Qwen 3 30B-A3B

Positioning

Qwen 3 30B-A3B is the most operator-relevant Qwen MoE released so far. Where Qwen 3.5 235B-A17B and Qwen 3 235B-A22B need 128-GB+ unified memory or workstation-tier hardware, Qwen 3 30B-A3B fits comfortably on a single 24-GB consumer GPU at Q4 — meaning it runs on an RTX 3090 (used $700-1000), RTX 4090 ($1,400-1,900 used), RX 7900 XTX ($700-900), or any 24+ GB Mac. 30B total params with ~3B active per token: decode tok/s is closer to a 3B dense model than a 30B dense one, while quality lands meaningfully above 7B-class. The operator-grade pitch: this is the Qwen frontier you can actually run on the GPU you already own.

Strengths

Fits 24 GB single-card hardware at Q4 — ~16-19 GB at Q4, leaves comfortable headroom for 32K context. Single RTX 3090 / 4090 / 7900 XTX runs it natively without partial offload.
MoE efficiency is the architecture's killer feature. ~3B active params per token means decode speed approaches 7B-dense models, despite the 30B parameter count. Real-world: ~60-100 tok/s on consumer 24-GB cards.
Apache 2.0 license — same permissive Qwen-team license as the bigger 235B variants. Commercial use unrestricted, no MAU clauses.
Excellent multilingual + English combo. Same Qwen-strength on Chinese + 60+ languages. Outperforms most 7B-13B models on multilingual tasks while needing barely more memory.
Day-zero tooling support. vLLM, SGLang, llama.cpp, Ollama all shipped Q3 30B-A3B compatibility within hours of release. Less tooling lag than the 235B family.
Strong reasoning + coding combo for the active-parameter count. Doesn't beat 32B dense models like Qwen 2.5 Coder 32B on coding-specific benchmarks, but for general daily-driver work it's competitive at lower hardware cost.

Limitations

Quality ceiling is below the 235B siblings. Q3 30B-A3B is "frontier-adjacent" — comfortably better than 7B-class, meaningfully behind the 235B-class. The right framing: this is the best you can run on a 24-GB card, not the best Qwen has.
MoE expert routing isn't perfect. Some prompts activate suboptimal expert combinations, producing outputs that feel "off" compared to dense 32B models. Less of an issue with mature vLLM routing; more visible on llama.cpp implementations.
3B active parameters means it can be more brittle on edge cases vs a 32B dense model. For production pipelines that need predictable behavior, dense 32B (Qwen 2.5 32B Instruct, Qwen 2.5 Coder 32B) might be the more reliable pick.
Effective context is ~32K despite the spec advertising more. Quality drops past 32K in our internal testing; not a 128K-effective model.

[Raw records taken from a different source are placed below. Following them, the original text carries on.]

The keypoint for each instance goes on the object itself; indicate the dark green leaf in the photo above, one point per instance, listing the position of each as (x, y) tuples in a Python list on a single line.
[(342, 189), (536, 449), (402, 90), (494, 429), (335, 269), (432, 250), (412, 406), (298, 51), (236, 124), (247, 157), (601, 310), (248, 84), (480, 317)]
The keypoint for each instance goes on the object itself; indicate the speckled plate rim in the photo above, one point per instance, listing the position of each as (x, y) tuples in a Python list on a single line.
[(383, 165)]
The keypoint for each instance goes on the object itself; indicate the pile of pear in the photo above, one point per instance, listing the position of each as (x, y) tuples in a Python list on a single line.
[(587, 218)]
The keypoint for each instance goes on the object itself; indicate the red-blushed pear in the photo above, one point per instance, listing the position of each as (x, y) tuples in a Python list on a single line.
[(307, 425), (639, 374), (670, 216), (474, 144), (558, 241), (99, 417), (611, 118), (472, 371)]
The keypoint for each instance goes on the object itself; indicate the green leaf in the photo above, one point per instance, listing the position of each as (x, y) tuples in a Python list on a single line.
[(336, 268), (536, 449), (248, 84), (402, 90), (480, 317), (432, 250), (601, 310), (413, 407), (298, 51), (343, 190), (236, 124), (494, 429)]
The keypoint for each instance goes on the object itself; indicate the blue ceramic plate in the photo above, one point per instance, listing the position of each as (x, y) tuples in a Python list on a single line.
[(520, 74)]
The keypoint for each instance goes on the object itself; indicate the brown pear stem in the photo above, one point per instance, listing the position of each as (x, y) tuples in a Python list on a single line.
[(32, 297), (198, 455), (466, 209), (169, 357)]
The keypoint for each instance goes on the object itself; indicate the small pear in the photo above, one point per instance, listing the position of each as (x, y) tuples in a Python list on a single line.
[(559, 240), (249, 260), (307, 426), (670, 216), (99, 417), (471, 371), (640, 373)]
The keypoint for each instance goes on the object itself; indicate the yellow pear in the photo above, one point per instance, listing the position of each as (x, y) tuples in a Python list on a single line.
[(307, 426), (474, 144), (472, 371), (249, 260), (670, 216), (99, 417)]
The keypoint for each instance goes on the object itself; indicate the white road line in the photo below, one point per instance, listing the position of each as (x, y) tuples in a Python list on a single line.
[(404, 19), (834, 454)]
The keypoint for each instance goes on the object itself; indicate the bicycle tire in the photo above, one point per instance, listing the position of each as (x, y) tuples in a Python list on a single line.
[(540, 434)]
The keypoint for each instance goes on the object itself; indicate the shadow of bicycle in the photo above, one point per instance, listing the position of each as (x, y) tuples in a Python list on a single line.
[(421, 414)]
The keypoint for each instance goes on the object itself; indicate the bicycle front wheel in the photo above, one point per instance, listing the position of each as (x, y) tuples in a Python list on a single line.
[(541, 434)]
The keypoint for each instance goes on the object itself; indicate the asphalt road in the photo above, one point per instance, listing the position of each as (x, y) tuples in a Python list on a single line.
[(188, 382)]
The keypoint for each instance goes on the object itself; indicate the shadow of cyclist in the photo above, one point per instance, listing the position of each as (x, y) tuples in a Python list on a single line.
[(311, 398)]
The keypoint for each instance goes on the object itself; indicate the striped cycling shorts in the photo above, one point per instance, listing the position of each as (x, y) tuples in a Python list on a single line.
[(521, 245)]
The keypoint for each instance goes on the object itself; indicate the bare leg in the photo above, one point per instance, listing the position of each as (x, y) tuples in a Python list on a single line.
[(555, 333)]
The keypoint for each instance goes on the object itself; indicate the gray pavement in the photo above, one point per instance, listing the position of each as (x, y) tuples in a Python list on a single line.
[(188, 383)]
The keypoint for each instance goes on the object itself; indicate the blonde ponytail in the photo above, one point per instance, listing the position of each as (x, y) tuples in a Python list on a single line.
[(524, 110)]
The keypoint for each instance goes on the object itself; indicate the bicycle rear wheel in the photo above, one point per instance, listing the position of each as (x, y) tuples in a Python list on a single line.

Real-world performance on RTX 4090 (24 GB)

Q4_K_M (~17 GB): ~80-110 tok/s decode, TTFT ~80-150 ms on 1K prompts. The headline daily-driver workload.
Q5_K_M (~20 GB): ~65-90 tok/s, slightly better quality, less context room.
Q8_0 (~30 GB partial-offload): ~25-40 tok/s. Quality bump over Q4 is small; rarely worth the speed loss.
Compare with: Qwen 2.5 32B Instruct at Q4 on same hardware: ~35-50 tok/s. Q3 30B-A3B's MoE efficiency wins by 2-3× on raw speed.

Should you run this locally?

Yes, for anyone with a 24-GB single GPU who wants frontier-adjacent quality at consumer hardware tier. This is the Qwen-MoE-on-a-4090 daily driver. The right pick for general assistant work, RAG pipelines, agent loops, and most coding tasks. If you have the hardware, run this.

Yes, for Mac Studio M-series operators who want a fast Qwen variant for daily use without committing to the 235B-tier hardware footprint. Q4 fits any M-class with 32 GB+ unified memory.

No, for anyone running a sub-16-GB card. Q4 needs ~17 GB; partial-offload doesn't make sense for a model that's already MoE-efficient. Use Qwen 3 8B or Qwen 2.5 7B instead at smaller-card tiers.

Probably not, for anyone whose primary workload is coding (Qwen 2.5 Coder 32B at Q4 fits 24 GB and outperforms on coding-specific benchmarks at the cost of slower decode).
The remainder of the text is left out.